/185A

Linguistics 185A - Computational Linguistics

Primary LanguageHaskell

UCLA's CS 185A - Computational Linguistics

Professor: Ethan Poole

Quarter: Spring 2020

Computational linguistics is a large, multifaceted and rapidly expanding field. There are many different kinds of work that might be classified as “computational linguistics”, differing in

  1. goals (e.g., build a useful gadget, test a linguistic theory), and
  2. empirical domains (e.g., sounds, words, sentences),

Skills Demonstrated

  1. recursive generation of infinitely many expressions by a finite machine,
  2. interchangeability/intersubstitutability of subexpressions within larger expressions, and
  3. the relationship between discrete structures and probabilistic models.

Projects

Description of the following work:

Assignment 1

This project is used to exemplify my knowledge of Labmda Reductions and Lambda Calculus, which is one of the defining features of Haskell. The lambda calculus is often called the "assembly language" of functional programming, and variations and extensions on it form the basis of many functional compiler intermediate forms for languages like Haskell, OCaml, StandardML, etc. In the lambda calculus all lambdas are of a single argument which may itself return another lambda. Out of convenience we often express multiple lambda expressions with their variables on one lambda symbol. This is merely a lexical convention and does not change the underlying meaning.

Assignment 2

This is a project that explores how Recursion is implemented in Haskell. This is explored through the map, length, and filter function. However, we will be implementing these functions without calling the language's built-in list functions. This can be used to parse parts of speech such as conjugation, negation, and disjunctions. This will be done by calculating the longest root-to-leaf sequence of nodes that are in the given sentence.

Assignment 3

This project parses sentences by breaking down the parsing of natural languages into its components. Firstly, these can be represented with machine automata. When converted to Haskell, we examine sentences by writing functions that will return the number of occurences of a pattern, the depth of the pattern, and optional phrases (such as conjunctions) that can be added into a sentence (therefore changing it's semantic meaning, but not changing its grammatical structure).

Assignment 4

This project focuses on automata theory and how languages can repeat certain patterns to create infinitely nested phrases.

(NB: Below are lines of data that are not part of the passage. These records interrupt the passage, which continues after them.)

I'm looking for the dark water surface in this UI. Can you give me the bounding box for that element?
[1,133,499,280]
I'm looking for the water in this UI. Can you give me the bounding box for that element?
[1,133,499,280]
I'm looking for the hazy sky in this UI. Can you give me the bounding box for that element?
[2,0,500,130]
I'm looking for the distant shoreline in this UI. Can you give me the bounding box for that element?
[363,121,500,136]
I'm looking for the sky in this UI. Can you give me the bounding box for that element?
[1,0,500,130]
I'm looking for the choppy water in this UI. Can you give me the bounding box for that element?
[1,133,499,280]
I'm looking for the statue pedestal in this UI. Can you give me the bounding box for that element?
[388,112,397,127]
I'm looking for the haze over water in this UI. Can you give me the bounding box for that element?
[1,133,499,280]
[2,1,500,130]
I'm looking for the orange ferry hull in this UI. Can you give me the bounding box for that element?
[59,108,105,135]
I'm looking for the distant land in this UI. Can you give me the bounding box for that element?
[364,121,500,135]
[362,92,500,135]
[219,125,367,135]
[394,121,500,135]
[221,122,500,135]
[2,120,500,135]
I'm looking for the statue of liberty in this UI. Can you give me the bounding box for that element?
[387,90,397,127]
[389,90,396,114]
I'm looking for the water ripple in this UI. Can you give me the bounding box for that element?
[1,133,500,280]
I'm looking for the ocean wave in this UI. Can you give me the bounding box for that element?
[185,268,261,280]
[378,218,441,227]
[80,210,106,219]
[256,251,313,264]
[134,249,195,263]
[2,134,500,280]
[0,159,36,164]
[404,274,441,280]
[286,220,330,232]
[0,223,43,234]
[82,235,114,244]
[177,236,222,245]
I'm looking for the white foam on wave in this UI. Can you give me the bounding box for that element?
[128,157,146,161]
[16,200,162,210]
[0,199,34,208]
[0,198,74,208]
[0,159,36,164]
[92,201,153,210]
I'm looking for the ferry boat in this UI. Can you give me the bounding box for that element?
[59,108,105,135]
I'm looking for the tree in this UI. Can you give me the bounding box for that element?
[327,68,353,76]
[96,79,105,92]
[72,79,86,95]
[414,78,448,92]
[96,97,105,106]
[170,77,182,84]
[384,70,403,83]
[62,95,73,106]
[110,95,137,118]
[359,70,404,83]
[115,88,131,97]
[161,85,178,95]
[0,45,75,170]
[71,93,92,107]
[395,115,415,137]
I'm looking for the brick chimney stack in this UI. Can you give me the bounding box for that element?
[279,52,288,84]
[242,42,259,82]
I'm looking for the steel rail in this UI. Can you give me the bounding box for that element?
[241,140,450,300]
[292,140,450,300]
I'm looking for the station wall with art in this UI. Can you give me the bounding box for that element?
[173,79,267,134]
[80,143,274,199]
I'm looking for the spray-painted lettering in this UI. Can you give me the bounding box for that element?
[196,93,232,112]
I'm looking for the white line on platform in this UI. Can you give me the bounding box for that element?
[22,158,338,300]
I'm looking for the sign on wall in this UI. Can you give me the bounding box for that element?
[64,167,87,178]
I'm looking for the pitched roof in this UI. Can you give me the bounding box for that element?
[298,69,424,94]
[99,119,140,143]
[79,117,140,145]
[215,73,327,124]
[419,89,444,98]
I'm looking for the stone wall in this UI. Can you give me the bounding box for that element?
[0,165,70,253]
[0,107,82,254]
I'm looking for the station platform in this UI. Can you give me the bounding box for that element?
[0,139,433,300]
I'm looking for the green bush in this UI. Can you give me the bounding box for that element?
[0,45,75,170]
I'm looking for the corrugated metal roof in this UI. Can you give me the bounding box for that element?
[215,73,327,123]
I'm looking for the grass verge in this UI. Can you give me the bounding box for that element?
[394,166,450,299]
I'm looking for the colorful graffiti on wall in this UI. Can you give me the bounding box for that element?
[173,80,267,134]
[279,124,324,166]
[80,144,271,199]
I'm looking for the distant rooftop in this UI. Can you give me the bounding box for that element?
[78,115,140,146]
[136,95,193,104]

We create Finite State Automatas (also known as FSAs) in Haskell that will recognize requested behavior of sentences. We can now differentiate fragments from segments and sentences.

Assignment 5

This project examines SLGs (also known as strictly-local grammars) to examine how language can be represented without the use of Finite State Automatons. These SLGs can check whether expected patterns of given fragments can be combined together to create grammatical sentences. Understanding of the difference, connection, and similarities of SLGs and FSAs are shown by creating conversions between the two.

Assignment 6

This project expands upon how sentences can have non-repeating or non-existent parts of speech in a sentence (parts of speech that are optional). This is done by examining the relationship between the different words to see which are root nonterminal symbols and which are leaf terminal symbols. We are then able to use the given rules to construct a tree that represents how rules of a grammar can be represented visually (and visa versa). We can split sentences after n occurrences of a specific symbol, and see if some sentences are derivable from others (depending on the types of terminals and nonterminals they contain.

Midterm

This project combines the major concepts that lay at the foundation of the class. Given a corpus, a large body of text, we will be parsing sentences. Using the gathered data, we will dtermine the liklihood of certain sentences occurring and predicting what part of speech each word (even if it is non-english) has. This is done by calculating the start and end probability of a sentence to determine if there is any way that the sentence can be valid. After, we will use recusion to determine if any of the rules will take us from the first to last word. If so, this is a valid sentence. We can then use the generated patterns to determine the probability of what part of speech each word belongs to. The highest probable match is the one that we will return.